Die sie aber nicht bekommen. Und so kämpfen diese starken Kids nach ihrem schweren Lebensstart auch weiterhin in Kita, Schule und Ausbildung gegen permanente Überforderung, die dann oft in die im Artikel aufgezählten Auffälligkeiten münden können:
“Sehr früh geborene Kinder haben vor allem Schwierigkeiten mit Aufgaben, für die sie Informationen simultan verarbeiten müssen, etwa beim Legen von Puzzles“, sagte Dieter Wolke, Entwicklungspsychologe an der britischen University of Warwick. „Dementsprechend haben betroffene Kinder vor allem im mathematischen Bereich, wo simultane Verarbeitung wichtig ist, eine klare Teilleistungsstörung, beim Lesen und Schreiben zeigen sie aber lediglich Schwierigkeiten, die dem Level ihres oft unterdurchschnittlichen IQ entsprechen.“ Wolke war Mitautor der Studien Epicure I und II in Großbritannien, für die Kinder mehrfach nachuntersucht wurden, die vor Vollendung der 26. Woche geboren waren, und der bayrischen Entwicklungsstudie, in der Frühgeborene unter 32 Wochen bis zum Alter von 26 Jahren beobachtet wurden. Nicht nur der geringere IQ, auch andere Unterschiede zu Vergleichsgruppen fielen dabei auf: Die Kinder leiden häufig unter einer Aufmerksamkeitsdefizitstörung ohne Hyperaktivität, zeigen weniger Risikoverhalten und sind sozial besonders zurückhaltend.
Unterschätzte Schwierigkeiten
Für Wolke werden aber vor allem die Schwierigkeiten einer weiteren, größeren Gruppe unterschätzt: Die Kinder, die nach einer Schwangerschaftsdauer von 32 bis 36 Wochen geboren werden. Ihre Zahl steige, da häufiger geplante Kaiserschnitte und Zwillingsschwangerschaften nach Reproduktionsbehandlungen auftreten. „Schon mit jeder Woche weniger als vierzig Wochen sinkt der IQ um 0,3 Punkte“, zeigen Wolkes Untersuchungen. „Unterhalb der 32. Woche sind es dann 2,7 Punkte pro Woche.“ Die Sichtweise, nach der 37. Woche, wenn offiziell nicht mehr von Frühgeburt die Rede ist, sei eine geplante Geburt unproblematisch, solle man hinterfragen.

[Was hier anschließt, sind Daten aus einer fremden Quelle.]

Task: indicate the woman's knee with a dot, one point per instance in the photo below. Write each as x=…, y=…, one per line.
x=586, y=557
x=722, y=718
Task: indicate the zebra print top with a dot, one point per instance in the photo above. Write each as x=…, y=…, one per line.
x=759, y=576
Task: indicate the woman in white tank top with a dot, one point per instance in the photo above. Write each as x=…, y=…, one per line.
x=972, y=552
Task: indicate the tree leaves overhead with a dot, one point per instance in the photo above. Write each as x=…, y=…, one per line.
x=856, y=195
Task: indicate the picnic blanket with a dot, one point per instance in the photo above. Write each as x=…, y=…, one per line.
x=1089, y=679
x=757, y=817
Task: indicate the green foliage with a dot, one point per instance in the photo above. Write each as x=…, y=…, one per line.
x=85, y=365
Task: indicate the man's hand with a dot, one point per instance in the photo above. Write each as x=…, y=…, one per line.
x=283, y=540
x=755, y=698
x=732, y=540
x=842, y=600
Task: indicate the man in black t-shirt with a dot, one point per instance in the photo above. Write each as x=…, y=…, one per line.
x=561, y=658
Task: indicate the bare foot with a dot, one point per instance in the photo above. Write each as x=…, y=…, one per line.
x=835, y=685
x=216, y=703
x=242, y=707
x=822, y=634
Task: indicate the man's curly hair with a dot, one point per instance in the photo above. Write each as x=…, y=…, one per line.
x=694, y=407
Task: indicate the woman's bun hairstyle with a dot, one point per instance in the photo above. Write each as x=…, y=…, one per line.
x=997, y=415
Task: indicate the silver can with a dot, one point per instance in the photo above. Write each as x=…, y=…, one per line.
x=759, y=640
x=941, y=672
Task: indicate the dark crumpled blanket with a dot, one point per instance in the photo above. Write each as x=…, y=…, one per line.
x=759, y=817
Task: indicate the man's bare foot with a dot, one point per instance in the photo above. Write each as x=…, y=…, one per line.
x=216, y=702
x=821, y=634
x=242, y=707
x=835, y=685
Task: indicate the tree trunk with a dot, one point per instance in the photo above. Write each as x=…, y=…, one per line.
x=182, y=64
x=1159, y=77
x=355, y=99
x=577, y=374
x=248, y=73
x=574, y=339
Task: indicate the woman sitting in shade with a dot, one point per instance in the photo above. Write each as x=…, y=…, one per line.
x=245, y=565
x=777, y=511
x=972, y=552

Hinterfragen sollte man aber vor allem die Ergebnisse der IQ – Tests. Was sagt schon diese Ziffer?
Besser, man schaut auf die Entwicklung seines Kindes, unterstützt es und gibt ihm die Zeit, die es wirklich braucht.
Und wenn dann noch hilfreiche Nachsorge für Kinder und Eltern da wäre, wär‘ n wir ein ganzes Stück weiter.
Den ganzen Artikel kann man hier nachlesen.
Ich freue mich über Feedback. Um einen Kommentar zu schreiben, muss man nicht registriert sein.
Naja, mein Sohn kam Anfang der 32. KW. Trotzdem einen IQ von 134 + ADHS. ADHS durch Frühgeburt stelle ich bei uns in Frage. Denn ich bin selbst betroffen, zum regulären Zeitpunkt geboren wie auch mein Vater.